Our show would always be called the Secret Shed Show, but it wasn’t really secret any more – and even though I still went by Radio Boy, I had lost my anonymity. This created problems. The biggest was, of course, my mum.
It started innocently enough, with occasional peering in through the shed window mid-show. Then it escalated to bursting into the shed studio while we were doing the show. Yeah, don’t worry about the bright red glowing MIC LIVE sign, Mum. Just barge on in.
‘There is a cold draught in here, I’ll go and get your special jumper.’
‘Are those electrical leads even safe? We had a poor young boy on my hospital ward just the other week who had been literally fried like an egg by faulty wiring. Poor kid had a permanent grin on his face. Even in his sleep.’
‘Shall I make us all some nice soup?’
BTW:
My mum puts great faith in the restorative powers of soup. Like a simple bowl of soup is some highly potent ancient brew, not straight out of a can she just warmed up. My mum is a highly trained nurse, but her medicine cabinet appears to contain just three go-to things:
1 Soup.
2 Vicks VapoRub.
3 A cold flannel.
To my mum, this is the Holy Trinity of medicine. There is nothing that soup, Vicks or the application of a cold flannel cannot heal.
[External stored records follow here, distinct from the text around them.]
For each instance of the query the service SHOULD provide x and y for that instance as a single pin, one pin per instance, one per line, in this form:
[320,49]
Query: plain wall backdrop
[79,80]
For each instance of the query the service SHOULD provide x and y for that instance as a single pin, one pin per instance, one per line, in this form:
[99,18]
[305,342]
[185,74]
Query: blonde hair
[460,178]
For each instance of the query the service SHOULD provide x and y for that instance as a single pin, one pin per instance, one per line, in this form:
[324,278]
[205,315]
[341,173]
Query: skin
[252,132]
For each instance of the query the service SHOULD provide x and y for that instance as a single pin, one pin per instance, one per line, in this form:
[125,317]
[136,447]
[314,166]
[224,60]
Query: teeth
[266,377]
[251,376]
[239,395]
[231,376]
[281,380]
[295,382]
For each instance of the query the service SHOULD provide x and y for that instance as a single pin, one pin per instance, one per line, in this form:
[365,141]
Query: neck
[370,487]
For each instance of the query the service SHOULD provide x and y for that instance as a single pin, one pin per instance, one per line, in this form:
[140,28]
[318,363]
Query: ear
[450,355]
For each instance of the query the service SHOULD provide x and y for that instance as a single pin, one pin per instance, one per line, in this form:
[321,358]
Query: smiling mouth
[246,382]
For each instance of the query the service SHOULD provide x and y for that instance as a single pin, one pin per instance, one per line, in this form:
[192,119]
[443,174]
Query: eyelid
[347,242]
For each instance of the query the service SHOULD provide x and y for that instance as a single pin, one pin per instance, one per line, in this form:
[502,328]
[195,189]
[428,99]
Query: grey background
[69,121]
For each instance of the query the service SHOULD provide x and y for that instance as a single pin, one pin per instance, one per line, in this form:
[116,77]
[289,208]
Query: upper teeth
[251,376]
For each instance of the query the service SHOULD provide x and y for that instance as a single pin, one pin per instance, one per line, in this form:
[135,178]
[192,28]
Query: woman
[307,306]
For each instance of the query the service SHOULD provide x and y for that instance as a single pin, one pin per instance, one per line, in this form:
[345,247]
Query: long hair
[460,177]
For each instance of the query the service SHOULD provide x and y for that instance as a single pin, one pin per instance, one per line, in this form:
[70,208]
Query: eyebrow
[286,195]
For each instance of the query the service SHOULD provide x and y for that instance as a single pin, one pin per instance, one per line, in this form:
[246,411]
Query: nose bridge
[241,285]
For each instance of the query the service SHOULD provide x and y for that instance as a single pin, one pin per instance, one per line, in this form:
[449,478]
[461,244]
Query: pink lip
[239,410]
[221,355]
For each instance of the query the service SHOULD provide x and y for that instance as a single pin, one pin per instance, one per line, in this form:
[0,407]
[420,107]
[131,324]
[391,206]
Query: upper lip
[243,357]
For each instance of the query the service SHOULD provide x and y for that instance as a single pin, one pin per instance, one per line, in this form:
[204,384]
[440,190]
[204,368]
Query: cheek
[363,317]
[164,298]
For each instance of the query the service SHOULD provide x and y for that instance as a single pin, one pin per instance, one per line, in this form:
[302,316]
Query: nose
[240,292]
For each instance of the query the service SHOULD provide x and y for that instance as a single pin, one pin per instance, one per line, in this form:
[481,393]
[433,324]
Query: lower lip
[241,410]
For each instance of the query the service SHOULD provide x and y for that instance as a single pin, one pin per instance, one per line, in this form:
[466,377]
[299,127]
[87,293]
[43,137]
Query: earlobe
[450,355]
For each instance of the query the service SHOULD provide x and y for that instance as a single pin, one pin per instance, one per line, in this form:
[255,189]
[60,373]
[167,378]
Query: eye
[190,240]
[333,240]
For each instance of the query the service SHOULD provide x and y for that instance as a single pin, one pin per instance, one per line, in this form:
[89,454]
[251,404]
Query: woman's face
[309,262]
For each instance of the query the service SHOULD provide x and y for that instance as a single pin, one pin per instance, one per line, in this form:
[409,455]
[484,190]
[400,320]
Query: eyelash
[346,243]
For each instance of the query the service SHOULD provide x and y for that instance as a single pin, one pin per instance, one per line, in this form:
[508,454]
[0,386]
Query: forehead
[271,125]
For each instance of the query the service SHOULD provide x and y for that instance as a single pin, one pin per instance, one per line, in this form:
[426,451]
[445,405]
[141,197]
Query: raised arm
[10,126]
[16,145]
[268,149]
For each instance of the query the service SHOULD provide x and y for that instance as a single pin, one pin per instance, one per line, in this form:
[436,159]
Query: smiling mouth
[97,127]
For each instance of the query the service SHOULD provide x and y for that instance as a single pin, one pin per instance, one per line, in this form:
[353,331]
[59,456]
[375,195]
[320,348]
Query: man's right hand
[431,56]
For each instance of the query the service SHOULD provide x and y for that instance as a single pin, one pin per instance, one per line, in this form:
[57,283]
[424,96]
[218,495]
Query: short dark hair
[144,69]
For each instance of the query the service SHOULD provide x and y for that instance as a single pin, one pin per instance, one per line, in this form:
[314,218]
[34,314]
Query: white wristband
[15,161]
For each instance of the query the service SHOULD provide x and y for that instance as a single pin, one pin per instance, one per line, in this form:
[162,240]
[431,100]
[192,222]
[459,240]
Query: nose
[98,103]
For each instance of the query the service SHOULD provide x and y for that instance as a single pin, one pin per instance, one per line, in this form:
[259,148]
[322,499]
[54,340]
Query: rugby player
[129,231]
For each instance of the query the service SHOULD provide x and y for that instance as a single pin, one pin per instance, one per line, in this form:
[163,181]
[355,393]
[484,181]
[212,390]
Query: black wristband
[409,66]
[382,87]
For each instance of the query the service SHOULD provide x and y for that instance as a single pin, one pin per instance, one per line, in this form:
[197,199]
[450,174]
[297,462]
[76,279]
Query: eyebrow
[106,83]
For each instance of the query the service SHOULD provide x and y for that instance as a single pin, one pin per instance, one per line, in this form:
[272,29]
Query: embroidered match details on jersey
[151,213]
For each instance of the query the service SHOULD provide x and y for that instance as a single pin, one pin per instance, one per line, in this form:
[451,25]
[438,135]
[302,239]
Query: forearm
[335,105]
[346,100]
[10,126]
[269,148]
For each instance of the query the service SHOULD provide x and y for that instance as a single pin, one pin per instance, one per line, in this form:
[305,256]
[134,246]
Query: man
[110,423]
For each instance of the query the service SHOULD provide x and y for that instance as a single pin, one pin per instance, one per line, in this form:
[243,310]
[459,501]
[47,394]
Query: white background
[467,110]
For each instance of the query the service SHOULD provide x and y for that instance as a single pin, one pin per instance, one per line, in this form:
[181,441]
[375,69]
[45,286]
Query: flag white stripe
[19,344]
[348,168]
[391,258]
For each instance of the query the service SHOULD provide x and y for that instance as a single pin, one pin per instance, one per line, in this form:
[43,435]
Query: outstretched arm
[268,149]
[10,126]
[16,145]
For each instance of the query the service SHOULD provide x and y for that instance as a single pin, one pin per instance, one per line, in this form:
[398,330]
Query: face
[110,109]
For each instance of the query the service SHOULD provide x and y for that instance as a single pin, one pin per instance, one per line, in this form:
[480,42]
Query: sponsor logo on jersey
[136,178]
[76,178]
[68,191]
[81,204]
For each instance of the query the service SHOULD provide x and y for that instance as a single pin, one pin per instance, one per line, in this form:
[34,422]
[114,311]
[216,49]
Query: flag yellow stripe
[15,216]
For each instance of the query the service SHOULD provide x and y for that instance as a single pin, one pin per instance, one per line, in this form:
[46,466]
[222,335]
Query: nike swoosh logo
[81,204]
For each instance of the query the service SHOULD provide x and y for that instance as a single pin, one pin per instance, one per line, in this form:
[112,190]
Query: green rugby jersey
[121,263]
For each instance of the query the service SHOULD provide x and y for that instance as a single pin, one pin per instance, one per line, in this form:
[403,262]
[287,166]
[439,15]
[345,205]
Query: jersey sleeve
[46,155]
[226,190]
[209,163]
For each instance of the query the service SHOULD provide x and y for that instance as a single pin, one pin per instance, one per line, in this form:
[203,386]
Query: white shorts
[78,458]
If I was run over and lying in the road bleeding, my mum would go and get a stinking cold flannel and rub some Vicks on me before calling for an ambulance. By the time the ambulance had arrived she would have set up an IV drip, containing not blood, but chicken soup.
Anyway, my mum took to just bursting in on the show whenever she wanted.
So now there are two locks on the shed door. One on the outside to protect the broadcasting equipment from being stolen, and one on the inside to protect us from my mum.
‘Spike, is this door locked? What if the fire brigade needed to come and rescue you as your studio turned into a human bonfire? Oh, my poor angel, barbecued like a sausage.’
My mum wasn’t the only one trying to get in on the radio action, either. There was also Sensei Terry: our local postman, karate instructor and one-man neighbourhood watch. The man who rumbled the intruder in my garden, Fish Face, aka Mr Harris, my headmaster. Since then, Mum has given Sensei Terry permission to patrol our garden whenever he wants. It’s not exactly like being given the freedom of the city, but in his mind it’s exactly like being given the freedom of the city. The freedom to patrol at will in the garden of Number 27 Crow Crescent. The way he behaved, you’d have thought he’d caught the country’s most wanted criminal.